Whatever one’s opinion of the war in Libya, one thing is beyond debate: French President Nicolas Sarkozy is leading it. Every step of the way – from the decision to go into Libya in hopes of preventing a Bosnia-style bloodbath in Benghazi, to the escalating airstrikes on Tripoli, to the recent decision to deploy attack helicopters to strike Moammar Gadhafi’s entrenched forces – Sarkozy has been out in front. His American counterpart, on the other hand, has been “leading from behind,” in the oxymoronic phrase of an unnamed White House adviser.

This role reversal at the top of the western alliance is not particularly sitting well on either side of the Atlantic. When U.S. forces are involved, Americans want to be in the lead. (Perhaps that explains why an ABC News/Washington Post poll reveals that Americans disapprove of President Barack Obama’s handling of the Libya crisis 49 to 42 per cent.) And when NATO is involved, Europeans want Washington to lead, albeit grudgingly sometimes.
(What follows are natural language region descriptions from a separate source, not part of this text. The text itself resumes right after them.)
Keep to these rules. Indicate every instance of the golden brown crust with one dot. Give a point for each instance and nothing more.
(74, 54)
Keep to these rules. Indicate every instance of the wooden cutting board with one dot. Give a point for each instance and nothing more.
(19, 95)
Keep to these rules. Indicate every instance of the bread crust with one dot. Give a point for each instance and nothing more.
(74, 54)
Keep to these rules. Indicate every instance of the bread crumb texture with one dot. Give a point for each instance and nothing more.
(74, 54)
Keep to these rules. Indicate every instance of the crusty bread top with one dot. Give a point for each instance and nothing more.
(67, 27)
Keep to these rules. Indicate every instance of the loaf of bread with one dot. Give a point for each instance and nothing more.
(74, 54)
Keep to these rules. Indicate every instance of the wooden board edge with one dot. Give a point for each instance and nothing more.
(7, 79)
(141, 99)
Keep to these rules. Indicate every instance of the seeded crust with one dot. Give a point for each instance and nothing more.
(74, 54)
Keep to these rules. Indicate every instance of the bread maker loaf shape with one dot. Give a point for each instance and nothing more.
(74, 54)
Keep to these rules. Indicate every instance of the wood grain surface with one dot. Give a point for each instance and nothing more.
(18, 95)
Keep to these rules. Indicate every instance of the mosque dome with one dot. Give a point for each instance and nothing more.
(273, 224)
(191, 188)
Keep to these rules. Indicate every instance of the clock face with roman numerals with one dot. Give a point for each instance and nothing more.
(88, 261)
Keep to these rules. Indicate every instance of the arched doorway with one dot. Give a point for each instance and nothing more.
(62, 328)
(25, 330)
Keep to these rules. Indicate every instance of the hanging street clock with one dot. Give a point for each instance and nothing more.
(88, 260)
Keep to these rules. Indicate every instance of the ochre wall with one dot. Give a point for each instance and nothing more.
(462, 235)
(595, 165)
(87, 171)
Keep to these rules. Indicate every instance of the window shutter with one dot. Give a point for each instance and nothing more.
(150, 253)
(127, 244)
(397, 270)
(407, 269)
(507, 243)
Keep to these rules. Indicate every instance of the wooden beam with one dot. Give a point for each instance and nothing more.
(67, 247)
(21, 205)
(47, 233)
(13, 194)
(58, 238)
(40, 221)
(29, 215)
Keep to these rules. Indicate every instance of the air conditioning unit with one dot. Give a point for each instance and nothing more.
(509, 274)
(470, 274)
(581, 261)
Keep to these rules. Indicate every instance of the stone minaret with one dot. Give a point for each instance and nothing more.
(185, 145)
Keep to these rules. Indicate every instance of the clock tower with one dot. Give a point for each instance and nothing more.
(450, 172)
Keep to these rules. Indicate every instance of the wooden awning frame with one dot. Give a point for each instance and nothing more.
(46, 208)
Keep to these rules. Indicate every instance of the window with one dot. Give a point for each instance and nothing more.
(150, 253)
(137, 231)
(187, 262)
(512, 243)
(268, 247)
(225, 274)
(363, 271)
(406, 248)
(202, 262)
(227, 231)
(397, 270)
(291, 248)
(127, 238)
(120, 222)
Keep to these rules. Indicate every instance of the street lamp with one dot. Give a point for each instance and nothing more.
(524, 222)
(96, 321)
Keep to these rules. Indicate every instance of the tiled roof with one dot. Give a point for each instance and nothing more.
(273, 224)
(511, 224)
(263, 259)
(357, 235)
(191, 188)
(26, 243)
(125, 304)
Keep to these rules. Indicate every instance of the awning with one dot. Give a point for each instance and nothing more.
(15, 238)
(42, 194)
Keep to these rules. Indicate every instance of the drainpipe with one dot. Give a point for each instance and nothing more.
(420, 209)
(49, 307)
The examples abound. As the Cold War thawed and the West contemplated a response to Moscow’s new openness, Manfred Woerner, the late NATO secretary general, reminded then-president George H.W. Bush that “the United States should not expect others to deliver much. They are waiting for the Americans.” With Washington averting its gaze from the Balkan wars of the 1990s, Jacques Chirac, Sarkozy’s predecessor, mixed contempt with delight by concluding, “The position of leader of the free world is vacant” – a backhanded admission that the U.S. did indeed play a special leadership role in Europe and in the world.

When asked about Washington’s refusal to join France in deploying attack helicopters in Libya, French Foreign Minister Alain Juppe’s response was loaded with disappointment. “We regret that … We would be more efficient if they joined us.”

Likewise, when his British counterpart, William Hague, urged nations participating in the Libya intervention to “expand our efforts in NATO,” he was directing his message at Washington. “The United Kingdom in the last weeks supplied additional aircraft capable of striking ground targets that threaten the civilian population,” he said. “Of course, it would be welcome if other countries did the same.”

Only one country in NATO can supply the quality and quantity of assets – attack choppers, gunships that can loiter and hit dug-in forces, precision-strike aircraft – needed to bring the Libya mission to a rapid conclusion. That country is the United States.

Even so, Obama’s insistence on waging what the White House calls a “time-limited, scope-limited action” hasn’t deterred the French and British from pursuing their objectives in Libya. To be sure, that may be part of Obama’s calculus: “Leading from behind” may be intended to force more balanced burden-sharing within NATO.

Of course, U.S. reticence could also lead France and others to conclude that NATO and the U.S. need not be bothered with international problems like Libya, and that the European Union is better suited for the job. Whether that development would be helpful, counterproductive, or neither is a subject for another essay.